Human Study #1, Hong Kong series is based on a performance recorded during the solo show part of artunchained at Artistree in Taikoo place, produced and curated by Lisa Botos and sponsored by Swire. It was initially planned to be during Art Basel Hong Kong in 2020, but then COVID appeared and the show was moved to November 2020. Due to COVID restrictions the exhibition was not opened to the public, instead professional actors performed and a video work was generated and streamed in real time. This series features Ho Yan Lam Grace as the sitter.
Human Study#1, 5RNP is an installation where the human becomes an actor. In a scene reminiscent of a life drawing class, the human takes the sitter's role to be sketched by 3 robots. When the subject arrives by appointment, he is seated in an armchair. An assistant attaches sheets of paper onto the robots’ desks and wakes each one up, twisting its arm or knocking three times. The robots, stylised minimal artists, are only capable of drawing obsessively. Their bodies are old school desks on which the drawing paper is pinned. Their left arms, bolted on the table, are only able to draw. The robots, named RNP-n all look alike. Their eyes focus on the subject or look at the drawing in progress.
The drawing sessions last 15 min, during which time the human cannot see the drawings in progress. The sitter only sees the robots alternating between observing and drawing, sometimes pausing. The sounds produced by each robot’s motors create an improvised soundtrack.
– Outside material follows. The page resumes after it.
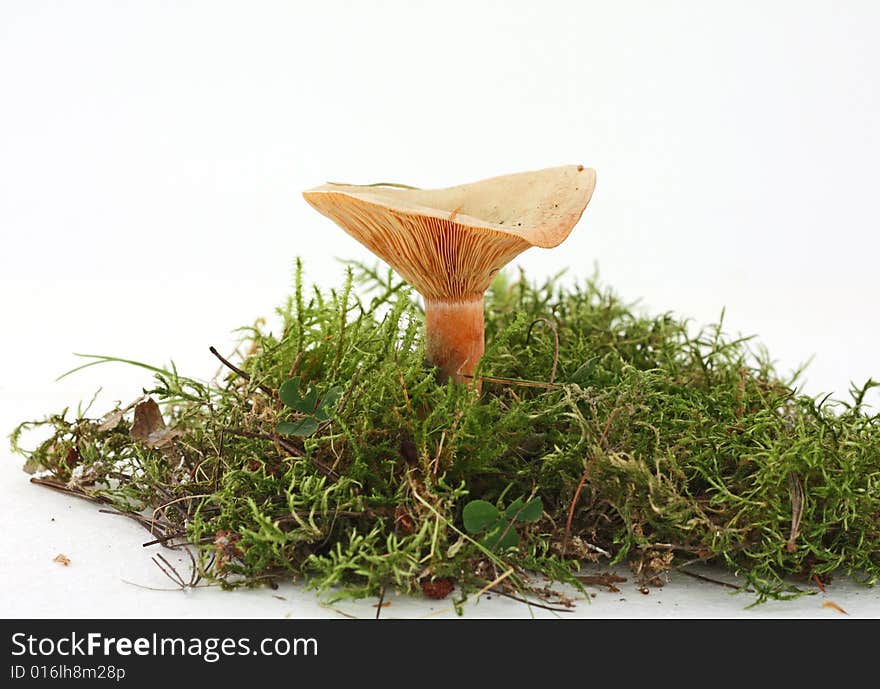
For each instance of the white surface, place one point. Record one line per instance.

5RNP (the larger version of the installation) was premiered at the Merge festival in association with Tate Modern in London in 2012, it has since been exhibited in numerous locations including at the Museum of Modern and Contemporary Arts (Seoul) at Ars Electronica 2014 (Linz), BOZAR (Brussels), Variation (Paris), BIAN (Montreal), Japan Media Festival (Kyoto), Update_5 (Ghent) where it was awarded the Prix du Public and 3rd Prix du Jury, it was also awarded the Bronze Lumen Prize, part of the jury selection at the Japan media festival. The smaller version 3RNP has been extensively exhibited around the world.
Technique
I produce these works with a computational system I have been coding since 2009. It was Initially developed during my doctoral studies at Goldsmiths College in London when I investigated the drawing practice and how to enable a robot to draw from observation. It has since been in constant development. Since 2011 it is controlling the behaviour of the robots used in the performative art installations I exhibit. The initial work is the subject of several peer-reviewed research papers you can find via google scholar. In March 2021, at the beginning of hicetnunc, I wrote a new layer with a graphical interface over the system to be able to have control over a system that was originally designed to be autonomous. The new system enables the production of digital artworks (stills and animations), using generative algorithms with feedback loops, computer vision, and machine learning models (AI).. The way I work with the system is very similar to the way I was working when I was a painter (1990-2000).